Recession Wine and Food

Due to past hard times, I’m always trying to find a way to use leftovers or find good deals. I’ll use leftovers for salads or hodge podge stews. One time, I lived on pantry food for six weeks with my husband. It helped save  us a lot of money.

Rating: 3 out of 4 stars

 A couple of days ago, a fellow Yelper taught me about Lucky Duck wine or “recession wine” as she calls it. She loathes Walmart, but she goes there to get her favorite Lucky Duck Malbec or Cabernet wine for $3.97.  Yesterday I sampled the Lucky Duck Malbec wine with some leftover Indian food: curried potatoes, fresh diced tomatoes, leftover stewed onions, and diced chicken meatballs mixed with some Archer Farm Indian spicy  Vindaloo Sauce over white jasmine rice (my biggest weakness). It went well with the food, and the meal and wine cost almost nothing. My husband caught a glimpse of what I was eating and took a few bites. He loved it and accused me of holding out on him. A good sign. He is such a picky eater.

The copy on the back of the wine reads:

Lucky you! We searched the globe to create a collection of authentic, great tasting international wines, with layers of flavor.

Deep aromas of blueberries and chocolate. Enjoy Lucky Duck alone or paired with grilled meats, vegetables, or sharp cheeses.”

Imported & Bottled by Lucky Duck Winery Ripon, CA.


The Lucky Duck Chardonnay wine was ok.

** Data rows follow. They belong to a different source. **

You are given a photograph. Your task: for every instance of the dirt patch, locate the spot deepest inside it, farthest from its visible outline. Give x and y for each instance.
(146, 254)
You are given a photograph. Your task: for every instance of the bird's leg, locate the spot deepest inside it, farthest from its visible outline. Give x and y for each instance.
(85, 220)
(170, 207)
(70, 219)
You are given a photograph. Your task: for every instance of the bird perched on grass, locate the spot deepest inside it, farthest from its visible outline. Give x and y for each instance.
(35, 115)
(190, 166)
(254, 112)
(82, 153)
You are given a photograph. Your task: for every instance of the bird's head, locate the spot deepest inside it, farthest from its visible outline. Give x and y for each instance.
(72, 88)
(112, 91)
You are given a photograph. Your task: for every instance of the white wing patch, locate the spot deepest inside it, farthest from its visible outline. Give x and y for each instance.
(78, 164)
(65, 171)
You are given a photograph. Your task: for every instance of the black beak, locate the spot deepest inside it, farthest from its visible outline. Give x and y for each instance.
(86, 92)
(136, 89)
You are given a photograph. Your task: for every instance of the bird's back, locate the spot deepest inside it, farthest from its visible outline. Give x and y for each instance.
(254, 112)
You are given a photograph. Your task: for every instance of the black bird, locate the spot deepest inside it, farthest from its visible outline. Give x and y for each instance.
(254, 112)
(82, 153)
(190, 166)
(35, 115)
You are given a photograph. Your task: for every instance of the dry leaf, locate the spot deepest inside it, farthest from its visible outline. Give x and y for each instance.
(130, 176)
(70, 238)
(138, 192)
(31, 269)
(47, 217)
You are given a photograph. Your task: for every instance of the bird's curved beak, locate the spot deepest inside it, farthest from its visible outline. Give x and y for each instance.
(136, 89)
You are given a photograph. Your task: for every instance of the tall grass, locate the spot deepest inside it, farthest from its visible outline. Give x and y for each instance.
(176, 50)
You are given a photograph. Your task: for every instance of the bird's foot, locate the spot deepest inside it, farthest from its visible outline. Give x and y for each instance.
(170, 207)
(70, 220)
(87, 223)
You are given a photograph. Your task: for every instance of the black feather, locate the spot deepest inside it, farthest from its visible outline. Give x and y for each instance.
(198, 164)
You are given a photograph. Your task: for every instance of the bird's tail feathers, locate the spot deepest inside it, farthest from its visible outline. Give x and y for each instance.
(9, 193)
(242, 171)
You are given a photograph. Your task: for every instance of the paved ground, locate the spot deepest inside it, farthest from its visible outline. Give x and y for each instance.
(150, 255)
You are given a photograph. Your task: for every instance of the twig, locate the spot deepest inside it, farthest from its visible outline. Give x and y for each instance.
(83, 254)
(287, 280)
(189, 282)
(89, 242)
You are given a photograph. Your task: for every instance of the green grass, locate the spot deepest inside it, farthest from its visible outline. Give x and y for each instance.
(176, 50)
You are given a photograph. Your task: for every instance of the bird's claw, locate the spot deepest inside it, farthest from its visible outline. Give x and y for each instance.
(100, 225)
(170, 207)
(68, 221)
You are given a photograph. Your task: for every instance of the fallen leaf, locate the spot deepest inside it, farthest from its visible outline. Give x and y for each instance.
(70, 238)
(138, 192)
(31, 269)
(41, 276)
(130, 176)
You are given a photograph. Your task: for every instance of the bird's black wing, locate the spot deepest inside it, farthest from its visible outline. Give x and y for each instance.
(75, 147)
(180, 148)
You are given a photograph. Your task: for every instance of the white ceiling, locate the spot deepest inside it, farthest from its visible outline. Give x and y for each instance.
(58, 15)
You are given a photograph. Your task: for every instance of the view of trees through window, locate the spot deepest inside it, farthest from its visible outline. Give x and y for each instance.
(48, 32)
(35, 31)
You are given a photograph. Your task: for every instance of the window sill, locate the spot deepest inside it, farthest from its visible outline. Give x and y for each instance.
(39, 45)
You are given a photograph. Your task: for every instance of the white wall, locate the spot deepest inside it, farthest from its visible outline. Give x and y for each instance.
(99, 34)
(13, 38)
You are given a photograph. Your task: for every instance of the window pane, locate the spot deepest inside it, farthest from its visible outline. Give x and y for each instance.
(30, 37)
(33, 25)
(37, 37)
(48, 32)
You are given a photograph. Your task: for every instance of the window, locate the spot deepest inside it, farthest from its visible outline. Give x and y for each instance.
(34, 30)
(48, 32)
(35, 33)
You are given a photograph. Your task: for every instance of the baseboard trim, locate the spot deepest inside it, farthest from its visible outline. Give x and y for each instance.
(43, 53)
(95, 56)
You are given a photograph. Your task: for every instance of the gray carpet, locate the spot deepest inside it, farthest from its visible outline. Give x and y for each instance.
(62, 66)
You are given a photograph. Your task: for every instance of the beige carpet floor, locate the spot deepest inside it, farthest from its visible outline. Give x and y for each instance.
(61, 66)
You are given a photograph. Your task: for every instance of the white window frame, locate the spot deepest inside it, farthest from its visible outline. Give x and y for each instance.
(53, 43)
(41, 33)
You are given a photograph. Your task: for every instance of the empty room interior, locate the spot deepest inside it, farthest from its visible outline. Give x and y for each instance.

It has a sharp citrus taste to it, and I prefer a creamy butter taste like the one found in Glen Ellen Chardonnay ( just as cheap as the Lucky Duck wine). Today, I’m making an onion and cabbage stew today with a radish, beef broth, parsley, and balsamic vinegar – another hodge podge crock pot stew after swiping large 3 pound bags of onions for $1.50 each. I’m going to eat it with the Lucky Duck bottle of Cabernet Sauvignon, another red wine.